In the News (from BBC News): “Greek politicians have approved a bill on austerity measures needed for a new bailout.
“The austerity measures have been demanded by the EU, the International Monetary Fund (IMF) and the European Central Bank (ECB) – the so-called Troika – as a condition for handing over a further loan.
“The agreement will unlock the latest 130bn euros (£108bn; $171bn) in bailout loans and allow a further 100bn-euro write-off of the country’s debt to private banks. …
“Greece was told to agree to further cuts in government spending equal to 1.5% of GDP, cuts in pensions and thousands more civil service job cuts. …
“Despite the austerity measures taken so far, the Greek government still spends more than it receives in taxes.
“Some economists and Greek unions say the plan is doomed to fail.
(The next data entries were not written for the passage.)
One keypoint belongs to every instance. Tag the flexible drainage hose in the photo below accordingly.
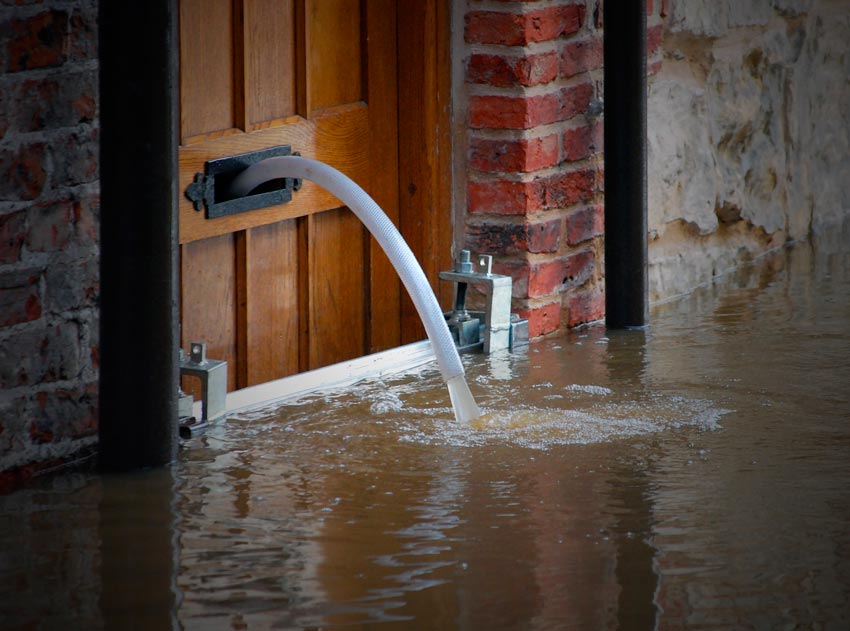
(399, 253)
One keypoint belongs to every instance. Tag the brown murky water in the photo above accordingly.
(695, 475)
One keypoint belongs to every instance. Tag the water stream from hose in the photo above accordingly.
(393, 244)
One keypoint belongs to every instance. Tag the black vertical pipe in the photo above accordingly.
(626, 301)
(138, 178)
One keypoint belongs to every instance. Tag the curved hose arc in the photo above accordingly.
(384, 231)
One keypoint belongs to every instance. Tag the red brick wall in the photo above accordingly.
(49, 210)
(533, 77)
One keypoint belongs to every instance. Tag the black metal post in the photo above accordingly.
(138, 177)
(626, 301)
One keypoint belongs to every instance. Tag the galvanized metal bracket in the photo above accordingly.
(496, 327)
(209, 191)
(213, 376)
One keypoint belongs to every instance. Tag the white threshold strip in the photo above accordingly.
(375, 366)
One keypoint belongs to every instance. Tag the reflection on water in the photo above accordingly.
(693, 475)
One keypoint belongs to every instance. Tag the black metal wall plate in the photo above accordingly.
(210, 190)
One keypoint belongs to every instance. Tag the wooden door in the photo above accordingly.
(301, 285)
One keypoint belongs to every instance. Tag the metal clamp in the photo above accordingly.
(213, 376)
(501, 329)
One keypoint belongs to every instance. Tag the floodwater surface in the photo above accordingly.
(692, 475)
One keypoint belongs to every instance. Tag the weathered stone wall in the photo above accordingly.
(49, 214)
(748, 131)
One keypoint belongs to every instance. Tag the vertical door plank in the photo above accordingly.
(337, 287)
(272, 302)
(382, 95)
(269, 57)
(208, 298)
(424, 146)
(333, 53)
(206, 67)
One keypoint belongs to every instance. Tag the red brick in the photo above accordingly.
(22, 174)
(496, 238)
(544, 236)
(83, 36)
(503, 197)
(585, 306)
(545, 278)
(13, 232)
(513, 112)
(519, 29)
(574, 100)
(542, 319)
(579, 143)
(499, 70)
(77, 407)
(580, 56)
(518, 156)
(506, 238)
(40, 41)
(87, 219)
(585, 224)
(75, 158)
(578, 268)
(20, 298)
(549, 277)
(567, 189)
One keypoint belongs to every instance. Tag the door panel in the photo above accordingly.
(301, 285)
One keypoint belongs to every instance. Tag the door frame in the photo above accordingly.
(137, 425)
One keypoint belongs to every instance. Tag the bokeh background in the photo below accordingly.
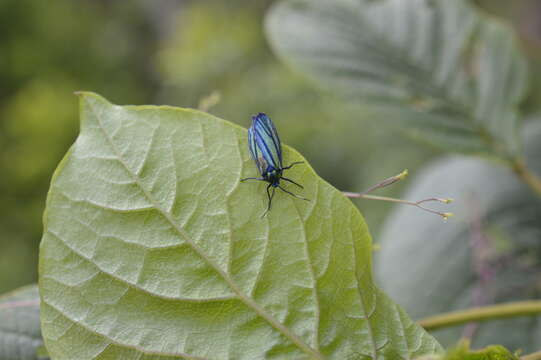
(178, 53)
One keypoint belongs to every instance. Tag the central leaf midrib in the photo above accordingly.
(245, 299)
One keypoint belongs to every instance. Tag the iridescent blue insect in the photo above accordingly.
(266, 150)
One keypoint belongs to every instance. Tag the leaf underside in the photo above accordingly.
(496, 213)
(153, 249)
(438, 69)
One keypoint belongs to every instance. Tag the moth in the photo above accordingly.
(266, 151)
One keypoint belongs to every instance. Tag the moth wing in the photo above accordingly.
(267, 140)
(254, 151)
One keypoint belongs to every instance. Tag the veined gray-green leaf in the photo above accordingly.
(154, 249)
(489, 253)
(20, 334)
(437, 68)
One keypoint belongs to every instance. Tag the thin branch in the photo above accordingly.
(392, 180)
(518, 308)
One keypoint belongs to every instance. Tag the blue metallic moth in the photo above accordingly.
(266, 151)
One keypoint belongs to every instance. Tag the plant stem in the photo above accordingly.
(532, 356)
(518, 308)
(522, 171)
(406, 202)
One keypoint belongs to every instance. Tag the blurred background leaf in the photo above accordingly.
(20, 334)
(438, 69)
(489, 253)
(177, 52)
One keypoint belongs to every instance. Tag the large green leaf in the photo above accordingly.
(20, 334)
(437, 68)
(489, 253)
(153, 249)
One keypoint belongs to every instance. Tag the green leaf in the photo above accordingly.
(439, 69)
(154, 249)
(496, 214)
(20, 334)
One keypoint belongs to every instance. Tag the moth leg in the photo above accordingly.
(294, 195)
(260, 179)
(270, 199)
(291, 181)
(293, 164)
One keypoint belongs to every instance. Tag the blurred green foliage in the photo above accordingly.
(164, 53)
(48, 50)
(172, 52)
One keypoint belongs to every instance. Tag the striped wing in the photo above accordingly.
(266, 142)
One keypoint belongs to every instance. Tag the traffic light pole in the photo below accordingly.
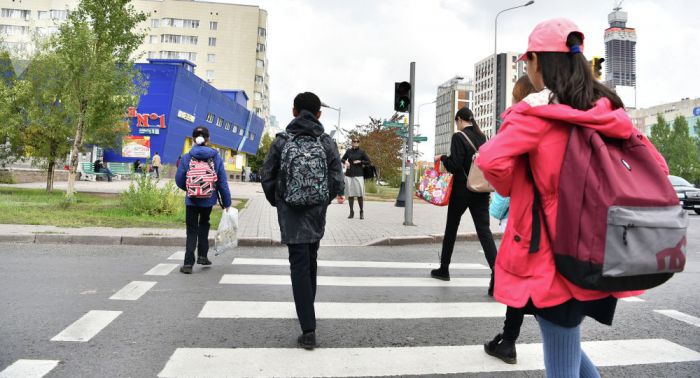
(410, 182)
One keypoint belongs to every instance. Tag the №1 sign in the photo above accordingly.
(143, 120)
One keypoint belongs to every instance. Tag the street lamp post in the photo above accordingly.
(495, 60)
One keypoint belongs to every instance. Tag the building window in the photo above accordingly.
(181, 23)
(14, 30)
(22, 14)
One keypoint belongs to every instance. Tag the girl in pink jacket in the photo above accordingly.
(534, 133)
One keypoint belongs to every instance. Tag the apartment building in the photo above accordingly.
(226, 42)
They argue that by making people poorer the measures will simply shrink the Greek economy, reducing tax revenues and increasing the deficit.
“But EU leaders argue that there is no choice, that spending needs to fall even if it hurts the economy in the short term.
“Further they argue that increasing competitiveness, by lowering wages for example, will attract business to Greece and thereby boost the economy and taxes.”
My Comment: Maybe the EU and the rest of the world will learn from this: Greece must develop an economy of reasonable consumption, and not take the course of growing consumption; Greece must take the course of reasonable and equitable distribution of necessities for existence, and educating the population in the spirit of integration and mutual guarantee. In this case, within a short time, the country will definitely show the way to the entire EU.